Gruppe 2 – Avocado, Oliven, Nüsse, Kerne, Samen und Trockenfrüchte:
Nicht untereinander mischen! Vertragen sich (in kleinen Mengen) recht gut mit Nahrungsmitteln aus Gruppe 3. Oder eben mono – auch dann aber lieber nur kleine Mengen.

Gruppe 3 – Gemüse & Grünzeug:
Alle Arten von Gemüse, Salaten, Kohl, Wildkräutern, Algen können sowohl untereinander als auch mit Nahrungsmitteln aus Gruppe 2 zusammen gegessen werden.

Ausnahmen:
Wildkräuter sind so neutral, dass ich sie mit allem, sogar mit Früchten, problemlos mischen kann. Frische Kokosnuss passt für mich außer zu Gemüse oder Grünzeug ebenfalls gut zu einigen frischen Früchten (Bananen, Papayas und Mangos). Meine Tochter, für die sonst im wesentlichen bezüglich der Verträglichkeit von Kombinationen dasselbe gilt, kann problemlos Mandelmilch mit Banane genießen – mir liegt diese Mischung zu schwer im Magen. Kakao, den ich ohnehin nur selten & in kleinen Mengen esse (warum steht hier), beschreiben manche ebenfalls als neutral – ich finde ihn gut bekömmlich zusammen mit frischer Kokosnuss und Grünzeug, manchmal auch in der Kombination mit Gojibeeren. Mit Nüssen oder Mandeln zusammen weniger – das mag aber auch daran liegen, dass in derartigen Zubereitungen meistens zusätzlich Datteln oder Rosinen zum Süßen verarbeitet sind.
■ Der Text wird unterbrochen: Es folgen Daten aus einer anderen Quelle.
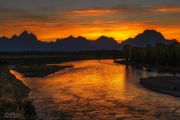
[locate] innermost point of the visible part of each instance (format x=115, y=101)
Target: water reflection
x=99, y=90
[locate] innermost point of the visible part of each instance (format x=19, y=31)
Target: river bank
x=168, y=85
x=14, y=102
x=41, y=70
x=163, y=69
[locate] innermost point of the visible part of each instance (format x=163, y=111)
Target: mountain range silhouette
x=29, y=42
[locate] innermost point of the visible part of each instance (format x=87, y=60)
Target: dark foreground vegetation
x=168, y=84
x=14, y=102
x=162, y=57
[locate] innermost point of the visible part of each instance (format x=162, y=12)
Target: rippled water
x=99, y=90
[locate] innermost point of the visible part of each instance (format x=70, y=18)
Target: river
x=99, y=90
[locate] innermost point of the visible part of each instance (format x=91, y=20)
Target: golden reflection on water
x=98, y=90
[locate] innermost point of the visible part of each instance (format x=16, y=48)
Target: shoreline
x=169, y=85
x=36, y=70
x=161, y=69
x=14, y=101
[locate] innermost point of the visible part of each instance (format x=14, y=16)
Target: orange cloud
x=93, y=12
x=174, y=10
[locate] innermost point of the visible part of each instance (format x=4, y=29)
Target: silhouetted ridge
x=27, y=41
x=148, y=37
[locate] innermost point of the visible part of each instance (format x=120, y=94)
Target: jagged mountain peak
x=148, y=37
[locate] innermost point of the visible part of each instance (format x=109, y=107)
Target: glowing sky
x=121, y=19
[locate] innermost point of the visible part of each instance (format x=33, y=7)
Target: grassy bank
x=14, y=102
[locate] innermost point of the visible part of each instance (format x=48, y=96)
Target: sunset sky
x=121, y=19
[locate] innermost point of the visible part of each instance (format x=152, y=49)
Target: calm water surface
x=99, y=90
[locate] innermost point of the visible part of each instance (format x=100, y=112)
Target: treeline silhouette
x=159, y=55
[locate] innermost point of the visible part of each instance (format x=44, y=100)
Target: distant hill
x=148, y=37
x=29, y=42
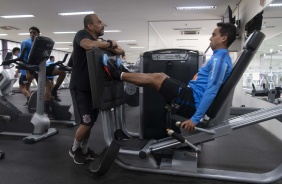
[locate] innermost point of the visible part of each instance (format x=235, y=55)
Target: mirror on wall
x=263, y=77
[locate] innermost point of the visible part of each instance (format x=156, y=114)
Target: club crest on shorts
x=86, y=118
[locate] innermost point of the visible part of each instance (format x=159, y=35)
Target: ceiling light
x=275, y=5
x=16, y=16
x=23, y=33
x=65, y=32
x=63, y=48
x=137, y=47
x=76, y=13
x=125, y=41
x=62, y=42
x=195, y=7
x=112, y=31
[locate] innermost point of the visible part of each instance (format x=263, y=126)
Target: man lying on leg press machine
x=192, y=100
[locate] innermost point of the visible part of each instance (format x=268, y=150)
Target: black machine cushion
x=106, y=93
x=242, y=62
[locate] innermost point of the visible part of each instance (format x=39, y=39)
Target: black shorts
x=179, y=96
x=82, y=106
x=23, y=80
x=49, y=71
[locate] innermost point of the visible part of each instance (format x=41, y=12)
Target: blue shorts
x=23, y=80
x=82, y=106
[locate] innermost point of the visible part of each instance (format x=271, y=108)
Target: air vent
x=189, y=32
x=187, y=28
x=9, y=28
x=268, y=27
x=132, y=44
x=186, y=39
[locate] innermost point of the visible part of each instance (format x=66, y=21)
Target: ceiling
x=137, y=20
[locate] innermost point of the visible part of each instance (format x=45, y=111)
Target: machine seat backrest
x=240, y=65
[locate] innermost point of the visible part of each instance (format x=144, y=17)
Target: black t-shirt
x=80, y=75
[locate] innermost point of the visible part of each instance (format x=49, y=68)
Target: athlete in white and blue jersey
x=194, y=99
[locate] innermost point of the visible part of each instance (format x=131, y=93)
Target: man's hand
x=29, y=77
x=188, y=125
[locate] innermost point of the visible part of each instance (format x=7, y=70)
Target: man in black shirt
x=85, y=115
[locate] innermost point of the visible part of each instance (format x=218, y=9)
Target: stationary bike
x=2, y=154
x=60, y=113
x=12, y=121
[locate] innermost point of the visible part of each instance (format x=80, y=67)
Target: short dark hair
x=88, y=20
x=15, y=49
x=229, y=30
x=35, y=29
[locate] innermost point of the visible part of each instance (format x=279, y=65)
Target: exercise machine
x=2, y=154
x=60, y=113
x=168, y=155
x=34, y=126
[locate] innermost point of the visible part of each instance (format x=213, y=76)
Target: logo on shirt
x=86, y=118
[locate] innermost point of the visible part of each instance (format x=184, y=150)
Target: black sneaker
x=56, y=97
x=77, y=156
x=47, y=108
x=112, y=67
x=90, y=155
x=26, y=104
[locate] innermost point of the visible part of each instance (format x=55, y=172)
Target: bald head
x=89, y=19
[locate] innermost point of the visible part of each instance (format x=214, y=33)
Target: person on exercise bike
x=194, y=99
x=50, y=71
x=23, y=82
x=85, y=115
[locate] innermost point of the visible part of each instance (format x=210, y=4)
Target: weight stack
x=180, y=64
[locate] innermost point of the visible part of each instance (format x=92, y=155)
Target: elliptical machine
x=13, y=122
x=60, y=113
x=2, y=154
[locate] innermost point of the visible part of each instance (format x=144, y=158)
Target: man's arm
x=88, y=44
x=216, y=77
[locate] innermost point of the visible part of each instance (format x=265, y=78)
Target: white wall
x=248, y=9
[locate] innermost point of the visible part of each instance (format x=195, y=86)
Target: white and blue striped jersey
x=208, y=80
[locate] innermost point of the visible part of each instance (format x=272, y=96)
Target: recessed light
x=275, y=5
x=65, y=32
x=137, y=47
x=195, y=7
x=63, y=48
x=76, y=13
x=62, y=42
x=112, y=31
x=16, y=16
x=23, y=33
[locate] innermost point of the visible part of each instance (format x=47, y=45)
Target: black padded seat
x=220, y=107
x=106, y=93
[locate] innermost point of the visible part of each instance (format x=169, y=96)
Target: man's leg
x=61, y=76
x=86, y=116
x=154, y=80
x=47, y=98
x=23, y=88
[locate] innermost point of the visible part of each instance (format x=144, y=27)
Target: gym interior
x=242, y=145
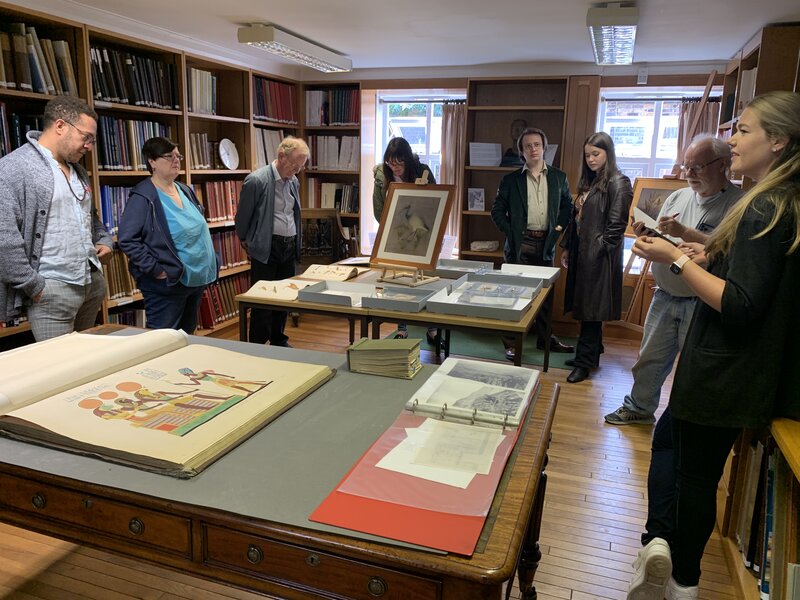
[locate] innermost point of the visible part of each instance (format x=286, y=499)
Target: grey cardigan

Wie ihr diesem Blog entnehmen könnt, mischen wir trotzdem gelegentlich mal auch anders. Zum Beispiel, um „Kinderessen“, Konfekte oder mal eine Torte für besondere Gelegenheiten zu machen. Dann achte ich allerdings darauf, nicht mehr als maximal fünf verschiedene Zutaten (Grünzeug ausgenommen) zusammen zu verarbeiten. Von Mandeln abgesehen (die ja eigentlich keine Nüsse sind & mir im Vergleich zu diesen allgemein bekömmlicher zu sein scheinen) mischen wir keine Nüsse. Trockenfrüchte verwenden wir fast gar nicht mehr. Für Tortenböden finde ich die Verwendung von Leinsamen und frischer Banane besser bekömmlich als Nüsse und Datteln oder Trockenfrüchte.

Wenn ihr euch mit „eurer“ Rohkost nicht so richtig wohl fühlt, ist dies hier vielleicht eine hilfreiche Anregung. Die aber bitte nicht als Anleitung für zuviel Nachdenken über das Essen verstanden werden soll! Am besten, ihr findet selber heraus, was für euch gut funktioniert, was sich gut anfühlt. Vielleicht macht ihr ganz andere Erfahrungen als ich? Auch mit wenigen Zutaten und gut bekömmlichen Mischungen lassen sich übrigens besondere Gerichte basteln:

Abendessen-Törtchen: aus Möhre und Kokos, mit Salat & Algen dazu.